I puntellatori della democrazia parlamentare

venerdì 2 ottobre 2020


Sarà pure in crisi la democrazia parlamentare, id est rappresentativa, ma è l’unica democrazia che abbiamo. In crisi c’è nata, perché non è perfetta, come tutte le cose politiche veramente buone. Di tanto in tanto nella storia nascono riformatori che pretendono una “nuova” democrazia. Sennonché, come chiarì Benjamin Constant nella celeberrima conferenza del 1819 “La libertà degli antichi paragonata a quella dei moderni” (felicemente ripubblicata di fresco dall’editore Liberilibri con la dotta introduzione di Luca Arnaudo), di democrazie ce ne sono state due: la democrazia diretta dei Greci e la democrazia rappresentativa dei moderni.

Il fatto è che il semplice nome “democrazia”, pensato dall’antico popolo greco che pensò il pensiero stesso, ha avuto un tale successo e posseduto sempre un tale fascino che pure quelli che ne hanno esecrato la teoria e la pratica hanno dovuto acconciarsi a utilizzarne il nome, facendone però un ossimoro. Tra le tante qualità del sistema del “governo rappresentativo” la più preziosa consiste nel fatto che costringe a discutere e riflettere, soprattutto il popolo rappresentato. “Conoscere per deliberare” è il motto inciso nel suo stemma nobiliare. Acquisire la conoscenza appropriata dei fenomeni da governare e dei problemi da risolvere richiede tempo e studio e discussioni. A questo serve, fisiologicamente, il Parlamento, che, non dimentichiamolo, porta nel nome la sua funzione originaria e precipua. Purtroppo è proprio essa medesima l’oggetto del disprezzo dei critici e dei riformatori (presunti!) del Parlamento rappresentativo. Costoro non vogliono dei rappresentanti parlamentari liberi ed autonomi che pensino e discutano, ma degli automi, dei robot che eseguano pedissequamente i programmi prefissati e gli ordini impartiti, un’assurdità che trascura il dettaglio della realtà sempre in movimento e gl’imprevisti.
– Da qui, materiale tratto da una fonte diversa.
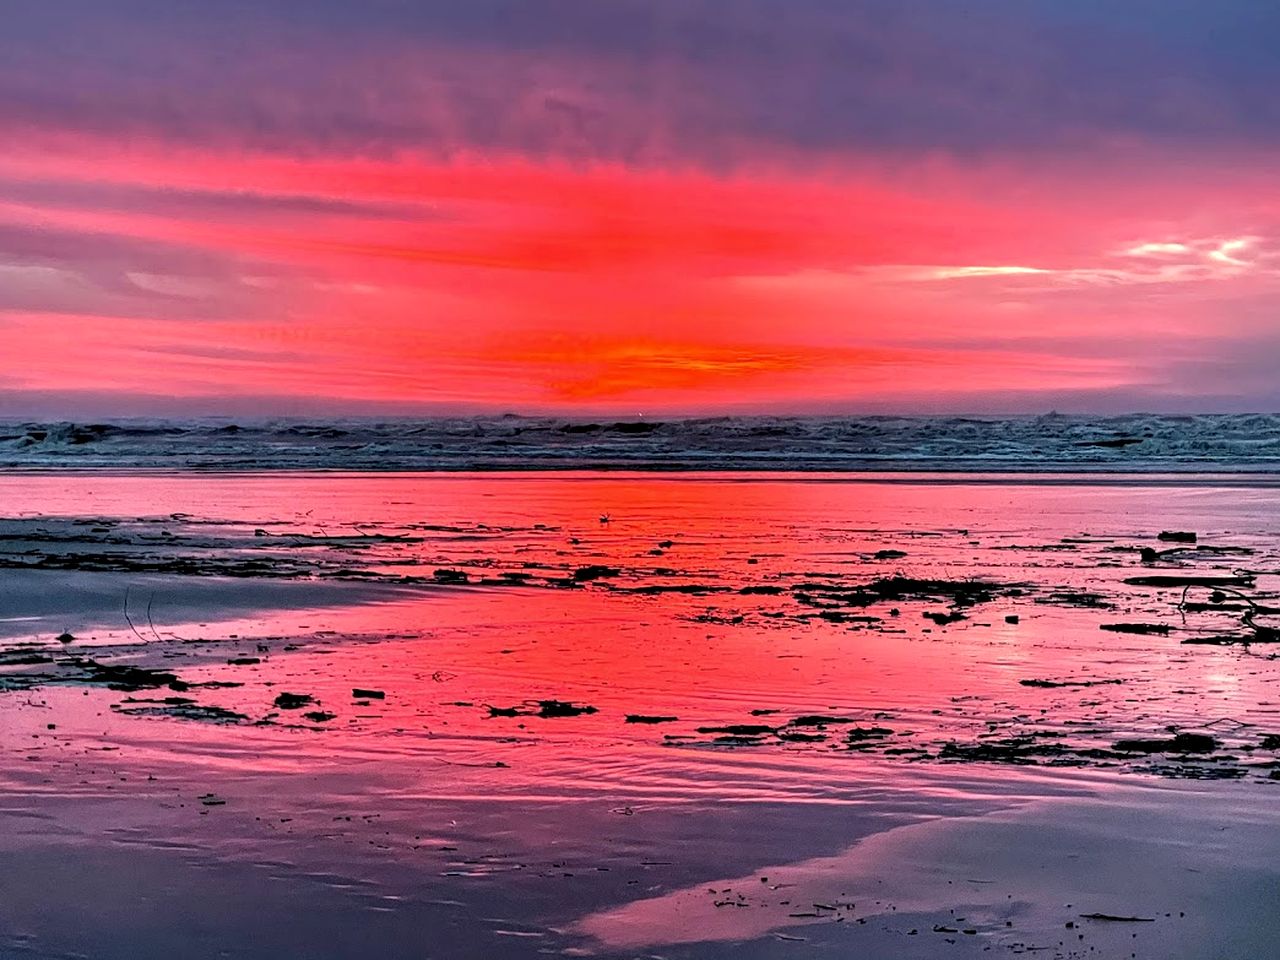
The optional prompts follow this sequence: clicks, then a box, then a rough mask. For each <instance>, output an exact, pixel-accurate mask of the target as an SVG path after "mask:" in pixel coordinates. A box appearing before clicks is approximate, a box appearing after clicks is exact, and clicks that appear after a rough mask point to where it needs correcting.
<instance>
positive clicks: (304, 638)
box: [0, 471, 1280, 959]
mask: <svg viewBox="0 0 1280 960" xmlns="http://www.w3.org/2000/svg"><path fill="white" fill-rule="evenodd" d="M1277 497H1280V494H1277V492H1276V489H1275V488H1274V486H1272V485H1270V484H1268V483H1267V481H1266V480H1265V479H1261V480H1260V479H1258V477H1233V476H1219V477H1212V476H1208V477H1203V476H1202V477H1178V476H1146V477H1144V476H1120V477H1117V476H1108V477H1098V476H1093V477H1091V476H1087V475H1076V476H1059V477H1056V479H1046V477H1036V476H1010V475H979V476H974V475H943V476H918V475H909V474H908V475H817V474H808V475H796V474H737V475H723V474H698V472H687V474H678V475H671V474H643V472H605V474H602V472H590V471H567V472H556V474H536V472H527V474H492V472H490V474H434V475H429V474H352V472H343V474H298V472H259V474H252V472H250V474H214V475H192V474H189V472H186V474H184V472H142V474H138V472H133V474H131V472H128V471H114V472H95V471H83V472H61V474H52V472H47V471H44V472H41V471H36V472H29V474H10V475H6V476H4V477H0V502H3V503H4V507H5V508H4V511H3V515H4V520H3V522H0V582H3V584H4V585H5V589H4V591H3V600H0V604H3V605H0V636H3V648H0V649H3V654H0V664H3V666H0V713H3V722H0V731H3V732H0V742H3V748H4V755H5V762H4V764H3V773H0V820H3V823H4V827H3V829H0V837H3V840H0V844H3V849H4V859H5V861H6V864H9V869H6V870H4V873H3V879H0V902H3V904H4V906H3V908H0V952H5V954H6V955H10V954H12V955H14V956H38V957H54V956H93V957H115V956H120V957H124V956H169V955H174V954H178V955H182V956H191V957H205V956H207V957H216V956H242V957H253V959H256V957H266V956H326V957H347V956H351V957H355V956H369V955H380V956H387V957H402V956H403V957H411V956H412V957H422V956H429V957H470V956H476V957H479V956H494V957H500V956H511V957H522V956H536V955H550V956H556V955H559V956H604V957H632V956H660V957H722V956H750V957H773V956H792V955H796V956H804V955H815V956H820V955H858V956H884V957H934V956H938V957H941V956H978V955H982V954H997V955H1005V954H1007V955H1016V954H1023V952H1032V954H1034V955H1037V956H1055V957H1075V956H1101V957H1110V956H1116V957H1121V956H1133V955H1135V956H1151V957H1224V959H1225V957H1242V956H1265V955H1268V954H1270V952H1271V948H1272V946H1274V945H1275V942H1276V940H1277V936H1280V932H1277V929H1276V924H1275V919H1274V916H1275V911H1274V905H1275V902H1276V896H1277V892H1280V869H1277V868H1276V867H1275V864H1276V863H1277V859H1276V852H1280V850H1277V847H1280V841H1277V840H1276V838H1275V836H1274V829H1271V827H1272V824H1274V814H1272V813H1271V810H1272V809H1274V808H1272V805H1274V803H1275V796H1276V794H1275V790H1277V788H1280V781H1277V780H1276V777H1275V776H1274V773H1275V772H1276V771H1280V763H1277V762H1280V739H1277V737H1276V736H1275V735H1276V733H1280V716H1277V710H1280V701H1277V699H1276V696H1275V682H1276V678H1277V676H1280V668H1277V667H1276V662H1275V660H1274V659H1272V657H1271V654H1270V650H1271V649H1272V648H1270V646H1268V645H1267V643H1266V640H1267V639H1268V635H1267V634H1266V632H1265V630H1266V623H1267V622H1268V621H1267V620H1266V617H1267V607H1266V604H1267V599H1266V598H1267V596H1271V595H1274V591H1275V588H1276V585H1277V584H1280V576H1277V573H1276V571H1277V570H1280V567H1277V562H1280V561H1277V552H1280V550H1277V543H1280V540H1277V532H1280V531H1277V529H1276V527H1277V526H1280V520H1277V517H1280V513H1277V511H1276V500H1277ZM1192 532H1194V534H1196V540H1194V543H1190V541H1189V540H1188V539H1187V535H1188V534H1192ZM1161 534H1166V538H1165V539H1161ZM1178 534H1181V535H1183V538H1181V539H1179V538H1176V536H1175V535H1178ZM1144 548H1146V549H1147V550H1148V553H1147V554H1144V553H1143V549H1144ZM1152 553H1153V554H1155V556H1152ZM1242 596H1244V598H1247V599H1244V600H1242V599H1240V598H1242ZM1272 603H1274V602H1272ZM1251 605H1252V608H1253V609H1252V611H1251ZM1254 627H1260V628H1261V630H1258V631H1257V632H1253V631H1254Z"/></svg>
Il popolo, inteso come la comunità dei depositari della sovranità, non possiede le doti per esercitare quella funzione. Perciò la delega all’organo rappresentativo che elegge. Negli ultimi tempi capita di vedere certi irosi innovatori, scesi dai palcoscenici della comicità, e certi meditabondi professori, presi all’amo dai giullari, che, insoddisfatti dalla politica così com’è e attribuendo l’insoddisfazione al Parlamento così com’è, vagheggiano di stravolgerne le funzioni e di affiancargli dei comitati o consigli, pure estratti a sorte, il cui compito, stringi stringi, si riduce a elaborare proposte e sottoporle all’organo rappresentativo per eccellenza. Costoro si sono benignati di battezzare “democrazia deliberativa” (chissà perché!) i nuovi organismi, le nuove pratiche, le nuove istituzioni che dovrebbero pungolare e puntellare il Parlamento barcollante se non agonizzante, secondo loro, e così scongiurarne la crisi finale.

Idee e politiche antiparlamentari sono la causa, non la soluzione della pretesa crisi del Parlamento. Con logica impeccabile, accusano la Ferrari di essere inidonea ad arare i campi. Tutti gli addebiti che gli aspiranti puntellatori muovono al Parlamento sono in sostanza due: lontananza dal popolo e lentezza nel decidere. Ma non sono accuse fondate bensì pretesti per adottare pseudo riforme con l’intenzione di pervertirlo, se non di sbarazzarsene addirittura.